Circulating microRNAs as biomarkers for severe coronary artery disease

Xuelin Zhang a, Haipeng Cai b, Minqi Zhu c, Yinfen Qian b, Shanan Lin d, Xiaoqiang Li a,e,
Editor: Ismaheel Lawal
PMCID: PMC7220532  PMID: 32332683

Abstract

Coronary artery disease (CAD) is the second leading cause of death after stroke in China. Percutaneous coronary intervention (PCI) significantly improves the prognosis of CAD patients. This study aimed to evaluate the diagnostic value of circulating microRNAs (miRNAs) in patients with severe CAD requiring PCI. The plasma miRNA profiles were determined using miRNA microarray. The relative expression levels of differentially expressed miRNA were measured by quantitative reverse transcription polymerase chain reaction (qRT-PCR). Nine miRNAs (ebv-miR-BART12, ebv-miR-BART16, let-7i-5p, miR-130a-3p, miR-26a-5p, miR-3149, miR-3152–3p, miR-32-3p, and miR-149-3p) were differentially expressed between severe CAD and control groups. Four miRNAs (let-7i-5p, miR-32-3p, miR-3149, and miR-26a-5p) validated by qRT-PCR showed good diagnostic accuracy, with the area under the receiver operating characteristic curves (AUCs) of 0.634 (95% confidence interval [CI] 0.528–0.739), 0.745 (95%CI 0.649–0.84), 0.795 (95%CI 0.709–0.88), and 0.818 (95%CI 0.739–0.897), respectively. Furthermore, the combination of these 4 miRNAs exhibited better diagnostic performance compared with any individual miRNA, with an AUC of 0.837 (95%CI 0.763–0.911). These data indicate that plasma let-7i-5p, miR-32–3p, miR-3149, and miR-26a-5p have promising diagnostic value for severe CAD.

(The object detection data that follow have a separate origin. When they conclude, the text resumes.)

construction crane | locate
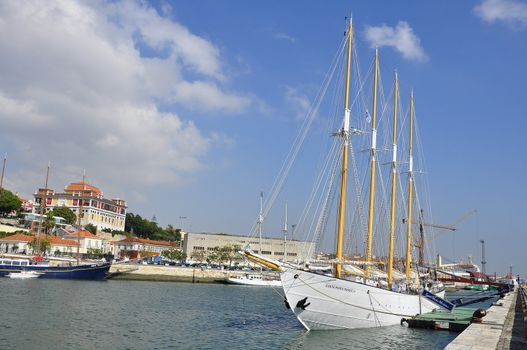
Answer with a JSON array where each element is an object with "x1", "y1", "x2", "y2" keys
[{"x1": 403, "y1": 209, "x2": 478, "y2": 266}]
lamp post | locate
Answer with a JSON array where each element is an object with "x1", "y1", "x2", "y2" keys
[{"x1": 179, "y1": 216, "x2": 187, "y2": 231}]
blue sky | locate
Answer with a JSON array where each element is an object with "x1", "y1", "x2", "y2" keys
[{"x1": 0, "y1": 0, "x2": 527, "y2": 275}]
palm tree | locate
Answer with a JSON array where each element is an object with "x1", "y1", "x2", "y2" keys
[{"x1": 44, "y1": 212, "x2": 56, "y2": 234}]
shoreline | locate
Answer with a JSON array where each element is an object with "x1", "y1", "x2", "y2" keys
[{"x1": 108, "y1": 264, "x2": 251, "y2": 283}]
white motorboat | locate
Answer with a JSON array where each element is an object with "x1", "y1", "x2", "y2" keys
[{"x1": 224, "y1": 273, "x2": 282, "y2": 287}]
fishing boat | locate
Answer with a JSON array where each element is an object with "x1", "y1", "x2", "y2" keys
[
  {"x1": 227, "y1": 193, "x2": 287, "y2": 287},
  {"x1": 242, "y1": 20, "x2": 445, "y2": 330},
  {"x1": 0, "y1": 257, "x2": 111, "y2": 279},
  {"x1": 7, "y1": 271, "x2": 42, "y2": 280},
  {"x1": 0, "y1": 163, "x2": 111, "y2": 279},
  {"x1": 225, "y1": 273, "x2": 282, "y2": 287}
]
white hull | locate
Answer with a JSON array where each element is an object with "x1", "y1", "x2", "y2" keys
[
  {"x1": 225, "y1": 276, "x2": 282, "y2": 287},
  {"x1": 281, "y1": 269, "x2": 444, "y2": 330}
]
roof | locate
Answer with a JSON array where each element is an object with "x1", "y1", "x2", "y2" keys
[
  {"x1": 0, "y1": 233, "x2": 77, "y2": 246},
  {"x1": 117, "y1": 237, "x2": 177, "y2": 247},
  {"x1": 67, "y1": 230, "x2": 100, "y2": 239},
  {"x1": 0, "y1": 233, "x2": 35, "y2": 242},
  {"x1": 42, "y1": 235, "x2": 77, "y2": 247},
  {"x1": 64, "y1": 181, "x2": 102, "y2": 195}
]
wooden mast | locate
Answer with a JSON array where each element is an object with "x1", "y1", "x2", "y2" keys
[
  {"x1": 0, "y1": 153, "x2": 7, "y2": 190},
  {"x1": 388, "y1": 71, "x2": 399, "y2": 290},
  {"x1": 366, "y1": 49, "x2": 379, "y2": 277},
  {"x1": 335, "y1": 18, "x2": 353, "y2": 278},
  {"x1": 77, "y1": 171, "x2": 86, "y2": 265},
  {"x1": 405, "y1": 91, "x2": 414, "y2": 284},
  {"x1": 34, "y1": 162, "x2": 51, "y2": 255}
]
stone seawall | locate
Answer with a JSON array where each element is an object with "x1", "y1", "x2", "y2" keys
[
  {"x1": 445, "y1": 290, "x2": 518, "y2": 350},
  {"x1": 109, "y1": 264, "x2": 248, "y2": 283}
]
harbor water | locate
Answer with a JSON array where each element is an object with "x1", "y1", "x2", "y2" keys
[{"x1": 0, "y1": 278, "x2": 468, "y2": 350}]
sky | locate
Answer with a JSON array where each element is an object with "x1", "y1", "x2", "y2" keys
[{"x1": 0, "y1": 0, "x2": 527, "y2": 276}]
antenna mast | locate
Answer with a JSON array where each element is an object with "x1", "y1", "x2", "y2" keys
[
  {"x1": 35, "y1": 162, "x2": 51, "y2": 255},
  {"x1": 479, "y1": 239, "x2": 487, "y2": 273}
]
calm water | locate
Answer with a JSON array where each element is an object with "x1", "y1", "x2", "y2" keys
[{"x1": 0, "y1": 278, "x2": 464, "y2": 350}]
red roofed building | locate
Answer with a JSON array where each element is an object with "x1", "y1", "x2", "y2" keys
[
  {"x1": 33, "y1": 181, "x2": 127, "y2": 231},
  {"x1": 0, "y1": 233, "x2": 35, "y2": 253},
  {"x1": 114, "y1": 237, "x2": 179, "y2": 259},
  {"x1": 64, "y1": 230, "x2": 104, "y2": 254}
]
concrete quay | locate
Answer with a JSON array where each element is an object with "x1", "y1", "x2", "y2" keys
[
  {"x1": 445, "y1": 288, "x2": 527, "y2": 350},
  {"x1": 110, "y1": 264, "x2": 245, "y2": 283}
]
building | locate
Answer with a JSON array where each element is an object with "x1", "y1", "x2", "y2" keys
[
  {"x1": 182, "y1": 232, "x2": 315, "y2": 261},
  {"x1": 33, "y1": 181, "x2": 127, "y2": 231},
  {"x1": 114, "y1": 237, "x2": 180, "y2": 259},
  {"x1": 0, "y1": 233, "x2": 35, "y2": 254},
  {"x1": 63, "y1": 230, "x2": 107, "y2": 254}
]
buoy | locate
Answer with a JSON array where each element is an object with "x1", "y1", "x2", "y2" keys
[{"x1": 472, "y1": 309, "x2": 487, "y2": 323}]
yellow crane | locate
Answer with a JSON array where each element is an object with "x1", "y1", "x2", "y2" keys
[{"x1": 403, "y1": 209, "x2": 478, "y2": 266}]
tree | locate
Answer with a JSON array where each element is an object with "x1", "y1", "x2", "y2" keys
[
  {"x1": 51, "y1": 207, "x2": 77, "y2": 225},
  {"x1": 43, "y1": 211, "x2": 56, "y2": 234},
  {"x1": 161, "y1": 249, "x2": 187, "y2": 262},
  {"x1": 84, "y1": 224, "x2": 97, "y2": 235},
  {"x1": 190, "y1": 250, "x2": 205, "y2": 262},
  {"x1": 124, "y1": 213, "x2": 181, "y2": 241},
  {"x1": 0, "y1": 189, "x2": 22, "y2": 215},
  {"x1": 215, "y1": 245, "x2": 240, "y2": 266},
  {"x1": 29, "y1": 239, "x2": 51, "y2": 254},
  {"x1": 207, "y1": 252, "x2": 220, "y2": 264}
]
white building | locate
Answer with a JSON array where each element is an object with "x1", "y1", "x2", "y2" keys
[{"x1": 181, "y1": 232, "x2": 315, "y2": 261}]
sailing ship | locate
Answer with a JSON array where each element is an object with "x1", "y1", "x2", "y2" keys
[
  {"x1": 242, "y1": 20, "x2": 445, "y2": 330},
  {"x1": 0, "y1": 164, "x2": 111, "y2": 279}
]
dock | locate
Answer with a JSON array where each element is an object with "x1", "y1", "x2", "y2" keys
[
  {"x1": 404, "y1": 307, "x2": 481, "y2": 332},
  {"x1": 445, "y1": 288, "x2": 527, "y2": 350}
]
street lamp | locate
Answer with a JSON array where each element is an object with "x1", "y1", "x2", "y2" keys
[{"x1": 179, "y1": 216, "x2": 187, "y2": 231}]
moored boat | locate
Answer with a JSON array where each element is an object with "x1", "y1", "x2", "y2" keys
[
  {"x1": 243, "y1": 17, "x2": 448, "y2": 330},
  {"x1": 7, "y1": 271, "x2": 42, "y2": 279},
  {"x1": 0, "y1": 257, "x2": 111, "y2": 280},
  {"x1": 224, "y1": 273, "x2": 282, "y2": 287}
]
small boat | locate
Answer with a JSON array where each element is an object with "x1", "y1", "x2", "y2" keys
[
  {"x1": 224, "y1": 273, "x2": 282, "y2": 287},
  {"x1": 7, "y1": 271, "x2": 42, "y2": 280},
  {"x1": 0, "y1": 257, "x2": 111, "y2": 279}
]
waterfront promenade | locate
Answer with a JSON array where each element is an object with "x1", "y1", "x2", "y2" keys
[
  {"x1": 445, "y1": 288, "x2": 527, "y2": 350},
  {"x1": 110, "y1": 264, "x2": 250, "y2": 283}
]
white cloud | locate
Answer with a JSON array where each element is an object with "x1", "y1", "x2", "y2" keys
[
  {"x1": 0, "y1": 0, "x2": 253, "y2": 194},
  {"x1": 274, "y1": 33, "x2": 296, "y2": 44},
  {"x1": 364, "y1": 21, "x2": 428, "y2": 61},
  {"x1": 474, "y1": 0, "x2": 527, "y2": 26}
]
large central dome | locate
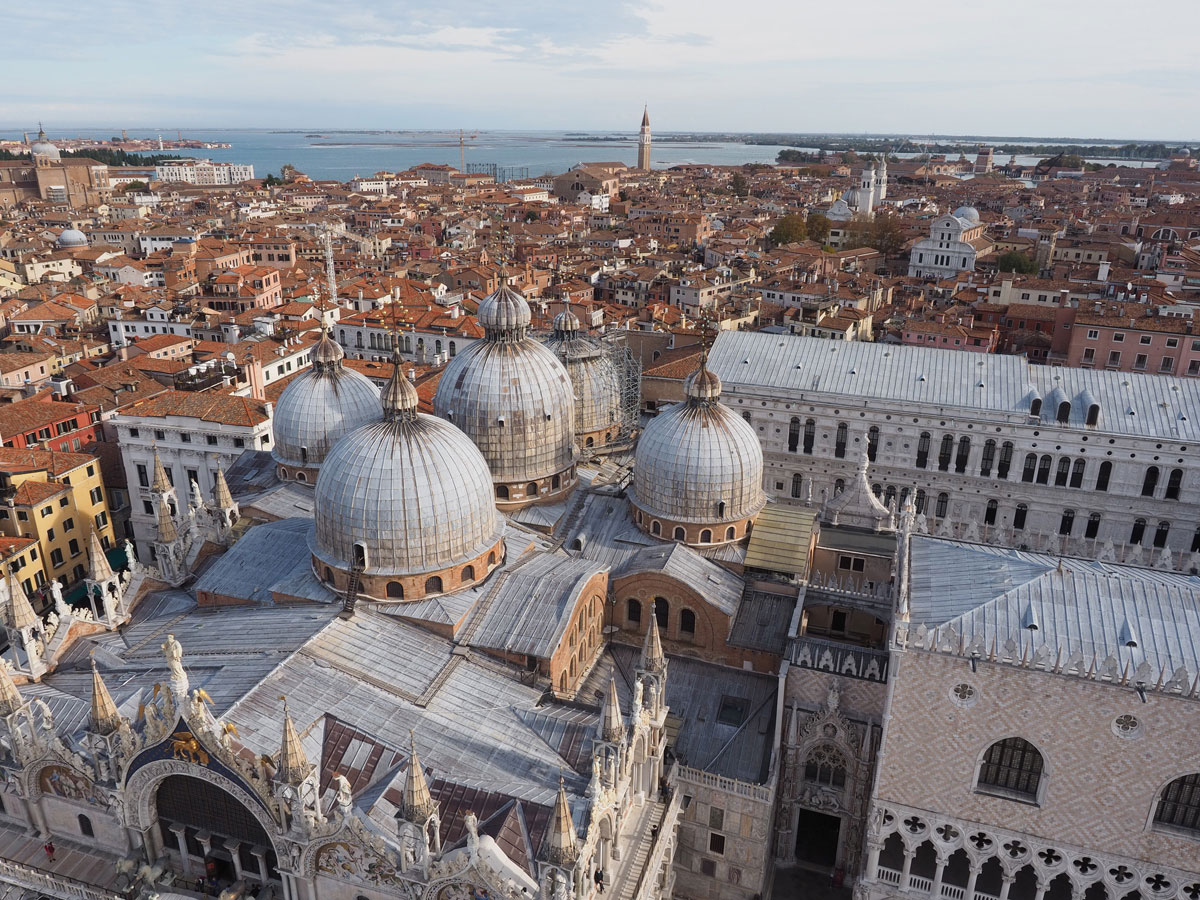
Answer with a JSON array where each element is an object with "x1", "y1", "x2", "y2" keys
[
  {"x1": 546, "y1": 308, "x2": 623, "y2": 448},
  {"x1": 271, "y1": 329, "x2": 380, "y2": 484},
  {"x1": 312, "y1": 358, "x2": 504, "y2": 601},
  {"x1": 433, "y1": 270, "x2": 578, "y2": 509},
  {"x1": 630, "y1": 356, "x2": 767, "y2": 546}
]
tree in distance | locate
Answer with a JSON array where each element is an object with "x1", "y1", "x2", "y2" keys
[
  {"x1": 808, "y1": 212, "x2": 829, "y2": 244},
  {"x1": 996, "y1": 250, "x2": 1038, "y2": 275},
  {"x1": 769, "y1": 215, "x2": 809, "y2": 247}
]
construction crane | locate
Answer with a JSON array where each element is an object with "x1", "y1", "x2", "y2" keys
[{"x1": 458, "y1": 128, "x2": 479, "y2": 172}]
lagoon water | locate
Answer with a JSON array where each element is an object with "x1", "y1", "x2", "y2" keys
[
  {"x1": 0, "y1": 128, "x2": 1157, "y2": 181},
  {"x1": 4, "y1": 128, "x2": 784, "y2": 181}
]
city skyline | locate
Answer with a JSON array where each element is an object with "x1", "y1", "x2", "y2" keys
[{"x1": 5, "y1": 0, "x2": 1200, "y2": 140}]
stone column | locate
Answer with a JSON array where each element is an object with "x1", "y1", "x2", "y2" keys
[
  {"x1": 170, "y1": 824, "x2": 192, "y2": 878},
  {"x1": 899, "y1": 844, "x2": 912, "y2": 900},
  {"x1": 929, "y1": 853, "x2": 949, "y2": 900},
  {"x1": 224, "y1": 840, "x2": 242, "y2": 881},
  {"x1": 250, "y1": 847, "x2": 269, "y2": 884},
  {"x1": 865, "y1": 840, "x2": 883, "y2": 881},
  {"x1": 962, "y1": 857, "x2": 982, "y2": 900}
]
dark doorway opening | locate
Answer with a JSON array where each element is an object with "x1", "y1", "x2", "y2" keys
[{"x1": 796, "y1": 809, "x2": 841, "y2": 870}]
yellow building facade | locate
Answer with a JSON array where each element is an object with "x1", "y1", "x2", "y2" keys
[{"x1": 0, "y1": 448, "x2": 114, "y2": 602}]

Keywords: coronary artery disease, diagnosis, microRNA, percutaneous coronary intervention

1. Introduction

Coronary artery disease (CAD) is the leading cause of death worldwide, accounting for 16% of all deaths, followed by stroke (11%).[1] The death rate of CAD has continued to increase in the last decade, partly as a result of obesity and lifestyle changes.[2,3] In China, about 15% of the deaths are caused by CAD, ranking the second leading cause of death behind stroke (21%).[4] Continued high levels of exposure to metabolic and behavioral risk factors could contribute to a situation in the future whereby the incidence of CAD will be still increasing.[5] Approximately 7% of CAD patients are treated with percutaneous coronary intervention (PCI).[6] Although PCI significantly improves the prognosis of CAD patients, 0.23% of the patients die after receiving PCI.[6] Furthermore, some patients with normal or nonspecific electrocardiograms need PCI when they are diagnosed with CAD.[7] Therefore, identification of biomarkers for early diagnosis of patients with severe CAD is important to improve their prognosis.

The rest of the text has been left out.